When I was a young boy, growing up in New London, Connecticut, we were a family of four: my father and mother, older brother, and yours truly. Even though my brother is only three years older than I am, I try to convince him that there was at least a decade between our births. In one way, there may as well have been. When it came time to repair something around the house, my father usually did it by himself. However, if the project at hand required at least three (hands, not people), my brother was called into action. Sometimes, I felt that my father would rather have summoned Attila the Hun to assist than ask his younger son. When an emergency arose, my mother would call upstairs, “Bruce, your father needs you.” While she never said, “Mark, don’t even think about it,” the implication was clear.

Jump ahead fifty years or so. Until recently, my brother has done much of the work in his house. He’s built a wall in his living room, painted the house, done basic plumbing, and even a little electrical work. During my thirty-five years of home ownership, I have mowed the lawn twice, changed a bunch of light bulbs, hung dozens of pictures, and wrapped the garbage weekly. If a roof is leaking, I’m quick with the telephone. A faulty pipe or electrical outlet, you ask? Bill Hickock would be envious at my speed with a wallet. 

My pulse quickens when I think about the money I would have saved by doing much of this stuff myself. Readers may be tempted to say, ‘why don’t you try it now? It isn’t too late’. The response is simple: 1) I like things done very well and in a timely fashion; and 2) I don’t do things like that very well and in a timely fashion.  For example, one day, I decided to put a new door on a coal bin in our basement. I struggled with a sheet of wood and several nails for over an hour. By chance, a carpenter we had hired for a larger project saw me struggling with the bin. Frustrated, I offered to pay him to complete the job for me. Less than one minute later, he had hung the door, filed his nails, and plowed the back forty. That was my last effort at carpentry. 

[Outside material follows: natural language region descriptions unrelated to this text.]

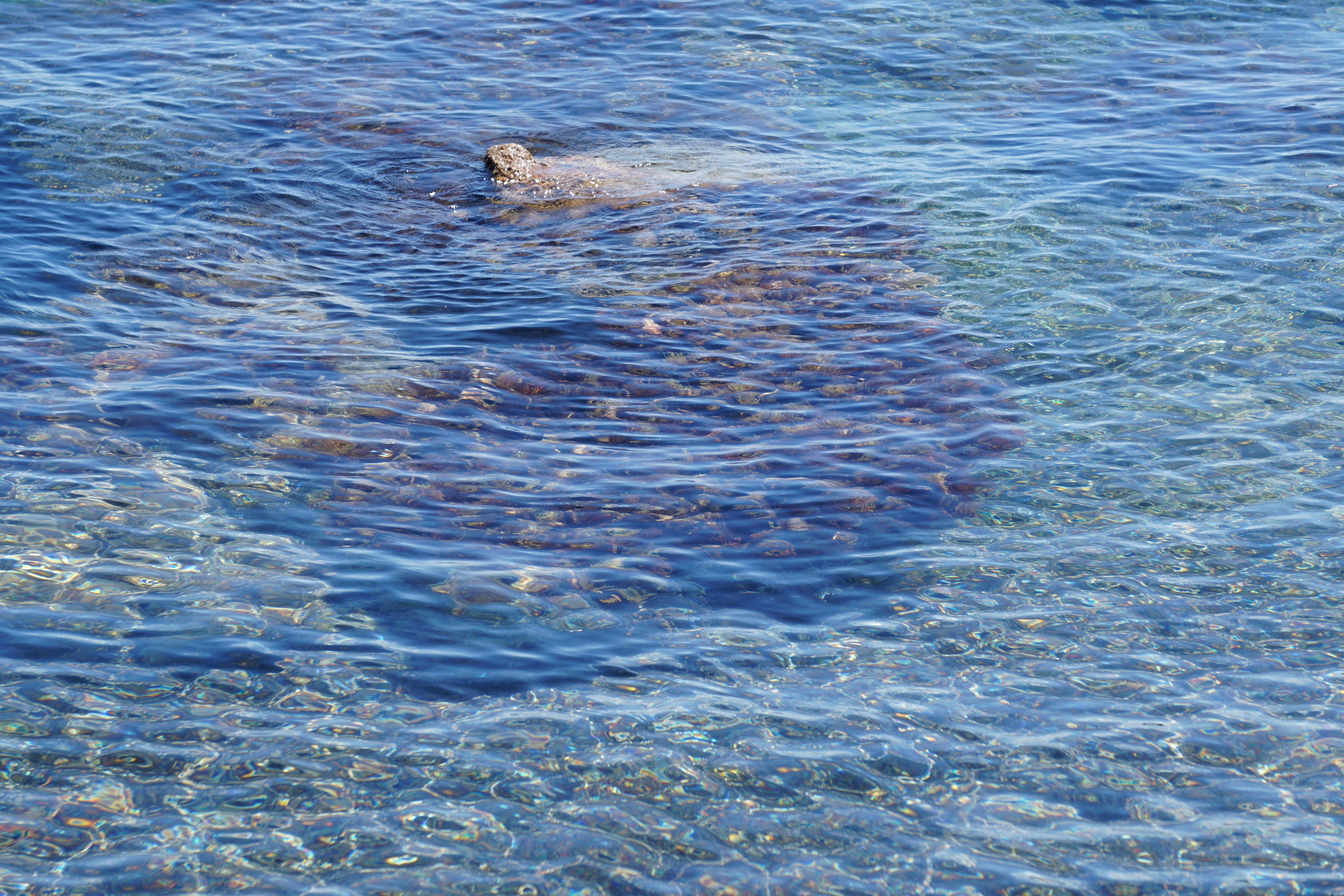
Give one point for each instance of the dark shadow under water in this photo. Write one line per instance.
(747, 405)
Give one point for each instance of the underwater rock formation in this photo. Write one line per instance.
(522, 178)
(769, 416)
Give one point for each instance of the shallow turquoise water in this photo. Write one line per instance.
(935, 491)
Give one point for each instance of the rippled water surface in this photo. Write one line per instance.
(908, 461)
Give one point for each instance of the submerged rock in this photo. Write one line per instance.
(525, 178)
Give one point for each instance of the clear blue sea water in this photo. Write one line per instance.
(917, 469)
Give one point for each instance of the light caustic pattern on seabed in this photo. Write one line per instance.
(298, 471)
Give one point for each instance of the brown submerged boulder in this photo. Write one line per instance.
(510, 163)
(528, 179)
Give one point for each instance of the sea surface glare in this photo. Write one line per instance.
(897, 452)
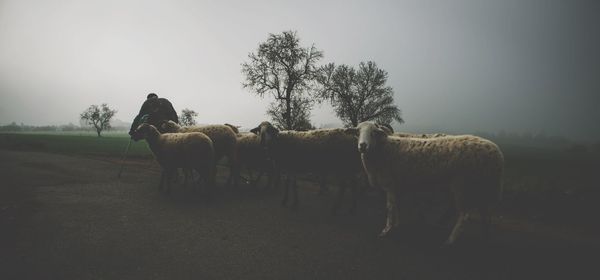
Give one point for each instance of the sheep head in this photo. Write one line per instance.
(169, 127)
(144, 131)
(369, 136)
(267, 134)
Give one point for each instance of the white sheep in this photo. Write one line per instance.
(470, 167)
(179, 150)
(323, 151)
(224, 141)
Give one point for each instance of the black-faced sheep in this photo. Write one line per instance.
(224, 141)
(179, 150)
(324, 151)
(470, 167)
(253, 157)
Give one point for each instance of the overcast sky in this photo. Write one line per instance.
(460, 66)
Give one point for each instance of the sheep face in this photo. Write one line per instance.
(169, 127)
(369, 136)
(267, 134)
(143, 131)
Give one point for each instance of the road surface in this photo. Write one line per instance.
(65, 217)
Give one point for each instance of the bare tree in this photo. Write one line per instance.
(188, 117)
(359, 95)
(98, 117)
(299, 115)
(282, 68)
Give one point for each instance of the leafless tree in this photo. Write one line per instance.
(188, 117)
(283, 68)
(359, 95)
(299, 114)
(98, 117)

The point is, if you have a child, grandchild, niece or nephew, give her/him the opportunity to help. By providing the next generation with the rudiments of house care, or house work for that matter, you may be raising a progenitor who doesn’t reach for a saw to screw in a nail.

2 Responses

  1. Very entertaining story! A tendency to “think outside the box” sometimes helps with jobs around the house. In my case, instead of plugging a hole left in my knotty pine floor by a misplaced dishwasher, with a nicely carved out knot to match; I stuck in a piece of steel wool. It matches the floor (looked like a knot) and served the purpose well, all with just a pair of scissors! Look at it this way, if you did everything yourself around the house, the local carpenters, electricians, plumbers would go out of business! You’re helping the economy by hiring rather than by doing yourself; and probably saving your wife from hearing a lot of swear words! Keep up the good work!!